The main thing you want from cider apples that you are not going to get in dessert apples is tannin. That being said I’ve had very nice single variety cider from certain dessert apples (Northern Spy, from Eve’s). Of the varieties you listed, these are the ones that I believe have enough tannin to allow mixing with dessert fruit:

Dabinett - Most reliable cider apple at Poverty Lane orchard in NH seemingly; we buy a bin of them most years (sometimes we get Kingston Black)

Medaille d’Or - Very high tannin, but not always available, so maybe it is not as reliable as Dabinett?

Never had Hewes Crab or Harrison but they sound like excellent cider apples.
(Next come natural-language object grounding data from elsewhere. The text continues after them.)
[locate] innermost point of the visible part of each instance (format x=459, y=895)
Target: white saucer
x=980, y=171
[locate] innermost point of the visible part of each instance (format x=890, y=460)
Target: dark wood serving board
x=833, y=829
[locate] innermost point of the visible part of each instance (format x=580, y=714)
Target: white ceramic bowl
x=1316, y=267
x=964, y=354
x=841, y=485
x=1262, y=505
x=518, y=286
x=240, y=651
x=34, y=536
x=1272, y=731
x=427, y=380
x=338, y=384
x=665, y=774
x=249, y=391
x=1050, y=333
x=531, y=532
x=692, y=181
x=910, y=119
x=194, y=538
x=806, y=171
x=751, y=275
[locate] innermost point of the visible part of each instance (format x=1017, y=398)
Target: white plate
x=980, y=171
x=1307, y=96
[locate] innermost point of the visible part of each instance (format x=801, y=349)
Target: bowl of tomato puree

Dolgo - kind of a pain to pick, very small and hard to separate from the tree, but great flavor, tannin, and color

Wickson - Wonderful apple if you can grow it (mid-atlantic and south seems tough). Somewhat annoying to pick due to small size, but easier than Dolgo

Redfield - Tough to eat straight, but significant tannin, nice color, and wonderful in pie or crisp. Probably would make good sauce too.


#10

Thanks.


#11

I’ve got Newtown and will experiment with using it amongst my base apples. I hadn’t considered it. Thanks, Matt.


#12

Kirk, what have you used in cyser that you like?


#13

I’ve made several cysers over the years, typically still, off-dry and 13-14% (sometimes force-carbed), but I always used store-bought, pasteurized juice because that’s what I had access to at the time. I added some frozen and thawed crabapples in secondary a couple times - the impact was subtle but I thought it enough to warrant the extra work.


#14

I have only the second melomel fermenting right now: one pint sour cherry juice from the store to a gallon mead. I tried first time with 1 quart cranberry to a gallon mead. Whoo! Tart.
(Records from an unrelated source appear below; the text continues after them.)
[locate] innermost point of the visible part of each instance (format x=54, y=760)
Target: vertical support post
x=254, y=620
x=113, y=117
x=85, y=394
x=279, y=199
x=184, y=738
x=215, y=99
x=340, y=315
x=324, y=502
Redfield and Winekst red fleshed apples are both started here. Either or both may be worth trying when I go for a cyser.
If you can get your hands on Whitney crab and press that, you may find a good juice for cyser. It has moderate levels of tannin, fair acid, sugar and flavor. There’s a big standard growing a block away I try not to covet…


#15

I’ll give Whitney a try sometime. When I lived in Colorado I was part of a cider group. There are loads old standard apples all over town and the apples are mostly ignored. There was another guy with more cider experience (and access to a press) that organized it and chose the blends but my friend and I handled acquisitions, which largely involved knocking on a few doors and asking if we could harvest their apples (I think only 1 person in about 4 years had objections, which were that they canned applesauce). People were happy to have them be used. And we always brought a couple bottles of last year’s over as thanks.

I guess I relayed that story to say: Don’t covet thy neighbor’s tree, make a new friend!

Cheers,
Kirk


#16

I love Dolgo crab. I have also made that observation that it would make a good cider apple. The biggest problem I see with it is that it ripens very early - Mid August. So you would have to go to the trouble of picking it and pressing it out of season with the usual late varieties. But it could probably add tannins to early desert apples in a blend. Dead ripe Williams Pride (lower acid, high sorbitol from watercore) + Dolgo + other more acid early apples such as Zestar, Redfree, or Pristine could possibly make for a good cider.


#17

My thoughts exactly, Drew! I envision an early cider season around late August with less “serious” ciders, perhaps even some added fruit like Aronia for early drinking, followed by the main cider season in Oct/Nov which will include Dabinett and other cider-specific varieties to compliment the wide assortment of other late season apples I’ll (eventually) have at my disposal. I’ve still got a couple years to get my press built. Looking forward to sampling at least some new fruit this season though!


#18

Dolgo is good as a bittersharp component in a blend, some astringency, high sugar, aromatics, very high acid. The acid levels are the limiting factor, too much(more than15%) and you will end up with very sour finished product. Mild early sweet apples like Williams Pride, Ginger Gold, and early bittersweets such as Somerset Redstreak would balance it out.